Carbon capture and storage: Having your cake and burning it

Carbon capture and storage (CCS) is an idea. The idea is very simple. The system we are all part of requires the burning of vast (and increasing) quantities of fossil fuels to provide the energy it needs. This is emitting equally vast (and increasing) amounts of carbon dioxide into the atmosphere which is destabilising the climate and threatening the survival of large sections of the biosphere, including ourselves. Since most people do not seem to be able to imagine any real alternative to the present system (a strange position to be in given how new and fast changing the latest incarnation of the system is) this presents something of a problem. What CCS does is alleviate this problem by imagining a world where the issue magically disappears. Fossil fuels can be burned without carbon dioxide being emitted into the atmosphere. The carbon dioxide is instead stored safely somewhere (usually underground). Suddenly there is no need to face any big questions about what we are doing and why. Everyone can go back to watching “reality TV” and stop worrying about that pesky climate crisis.
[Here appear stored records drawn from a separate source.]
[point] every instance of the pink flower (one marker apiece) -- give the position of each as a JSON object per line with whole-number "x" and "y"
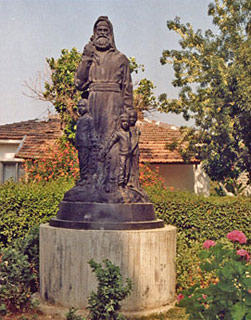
{"x": 208, "y": 243}
{"x": 243, "y": 253}
{"x": 237, "y": 236}
{"x": 180, "y": 297}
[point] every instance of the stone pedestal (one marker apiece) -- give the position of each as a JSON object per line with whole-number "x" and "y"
{"x": 145, "y": 256}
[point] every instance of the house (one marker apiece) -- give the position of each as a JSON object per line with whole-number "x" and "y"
{"x": 24, "y": 140}
{"x": 29, "y": 140}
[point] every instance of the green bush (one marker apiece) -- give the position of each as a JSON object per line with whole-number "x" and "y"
{"x": 197, "y": 219}
{"x": 105, "y": 303}
{"x": 24, "y": 205}
{"x": 16, "y": 277}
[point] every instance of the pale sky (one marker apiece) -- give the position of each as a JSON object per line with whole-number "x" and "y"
{"x": 31, "y": 30}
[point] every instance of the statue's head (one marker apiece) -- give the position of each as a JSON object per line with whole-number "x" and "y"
{"x": 103, "y": 34}
{"x": 82, "y": 107}
{"x": 124, "y": 121}
{"x": 133, "y": 117}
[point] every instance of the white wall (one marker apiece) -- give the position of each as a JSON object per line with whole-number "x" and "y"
{"x": 187, "y": 177}
{"x": 179, "y": 176}
{"x": 10, "y": 167}
{"x": 8, "y": 150}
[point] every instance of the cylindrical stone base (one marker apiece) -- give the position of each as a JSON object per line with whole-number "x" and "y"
{"x": 145, "y": 256}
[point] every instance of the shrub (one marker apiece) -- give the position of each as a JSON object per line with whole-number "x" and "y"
{"x": 61, "y": 161}
{"x": 16, "y": 277}
{"x": 228, "y": 295}
{"x": 105, "y": 304}
{"x": 197, "y": 219}
{"x": 24, "y": 205}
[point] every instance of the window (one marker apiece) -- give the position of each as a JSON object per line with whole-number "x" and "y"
{"x": 10, "y": 170}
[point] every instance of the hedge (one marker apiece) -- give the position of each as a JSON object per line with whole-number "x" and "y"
{"x": 24, "y": 205}
{"x": 197, "y": 218}
{"x": 200, "y": 218}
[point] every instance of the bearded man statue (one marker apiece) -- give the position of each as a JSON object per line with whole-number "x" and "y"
{"x": 103, "y": 198}
{"x": 104, "y": 74}
{"x": 104, "y": 78}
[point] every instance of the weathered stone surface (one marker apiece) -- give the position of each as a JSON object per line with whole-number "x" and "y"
{"x": 145, "y": 256}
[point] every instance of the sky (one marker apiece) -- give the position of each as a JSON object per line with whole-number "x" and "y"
{"x": 32, "y": 30}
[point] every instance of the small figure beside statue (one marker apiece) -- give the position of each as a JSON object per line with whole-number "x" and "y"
{"x": 93, "y": 153}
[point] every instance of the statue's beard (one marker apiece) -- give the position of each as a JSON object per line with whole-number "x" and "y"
{"x": 102, "y": 42}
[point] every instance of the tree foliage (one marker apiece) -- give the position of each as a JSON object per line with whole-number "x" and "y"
{"x": 61, "y": 92}
{"x": 213, "y": 72}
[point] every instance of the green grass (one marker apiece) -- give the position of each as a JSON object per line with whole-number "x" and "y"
{"x": 172, "y": 314}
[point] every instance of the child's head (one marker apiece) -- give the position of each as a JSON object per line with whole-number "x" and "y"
{"x": 83, "y": 106}
{"x": 124, "y": 121}
{"x": 133, "y": 117}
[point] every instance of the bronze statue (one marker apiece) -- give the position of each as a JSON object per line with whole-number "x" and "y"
{"x": 85, "y": 141}
{"x": 108, "y": 194}
{"x": 104, "y": 77}
{"x": 135, "y": 134}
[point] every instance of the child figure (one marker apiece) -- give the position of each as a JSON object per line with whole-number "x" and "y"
{"x": 135, "y": 133}
{"x": 123, "y": 137}
{"x": 85, "y": 139}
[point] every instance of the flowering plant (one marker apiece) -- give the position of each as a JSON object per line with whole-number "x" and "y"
{"x": 228, "y": 296}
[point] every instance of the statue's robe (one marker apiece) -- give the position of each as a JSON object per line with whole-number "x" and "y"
{"x": 106, "y": 77}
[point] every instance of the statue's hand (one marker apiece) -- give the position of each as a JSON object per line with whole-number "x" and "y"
{"x": 89, "y": 50}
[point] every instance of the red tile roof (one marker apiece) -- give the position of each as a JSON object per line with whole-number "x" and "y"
{"x": 153, "y": 142}
{"x": 36, "y": 135}
{"x": 39, "y": 134}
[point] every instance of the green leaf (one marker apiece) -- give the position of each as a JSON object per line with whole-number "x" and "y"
{"x": 238, "y": 311}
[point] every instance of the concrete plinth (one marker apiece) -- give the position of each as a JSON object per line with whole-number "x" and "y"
{"x": 145, "y": 256}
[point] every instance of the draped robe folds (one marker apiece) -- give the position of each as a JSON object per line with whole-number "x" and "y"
{"x": 106, "y": 77}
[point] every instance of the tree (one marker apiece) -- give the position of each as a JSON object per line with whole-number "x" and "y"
{"x": 213, "y": 72}
{"x": 59, "y": 89}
Unfortunately there is a small snag with this idea. Magic, or at least the sort of magic represented in Harry Potter films, doesn’t exist. If you really, really want something, it isn’t just a matter of finding the right magic words, or even right technological know how, in order to make it happen. Most things that human beings really think they want, they can’t have. This is because the physical world couldn’t care less about what we want. The hundreds of years of effort that alchemists put into searching for a way of transforming abundant metals into gold didn’t get them any nearer to their goal. The more recent attempts to build perpetual motion machines, in the face of the laws of thermodynamics, have not resulted in any greater success. While as Arthur C. Clarke said “any sufficiently advanced technology is indistinguishable from magic”, appearances can be deceiving. Just because technology looks a lot like magic if you don’t understand it, doesn’t mean it actually is magic. The idea of CCS is based on just such a fundamental misunderstanding of the nature of technology.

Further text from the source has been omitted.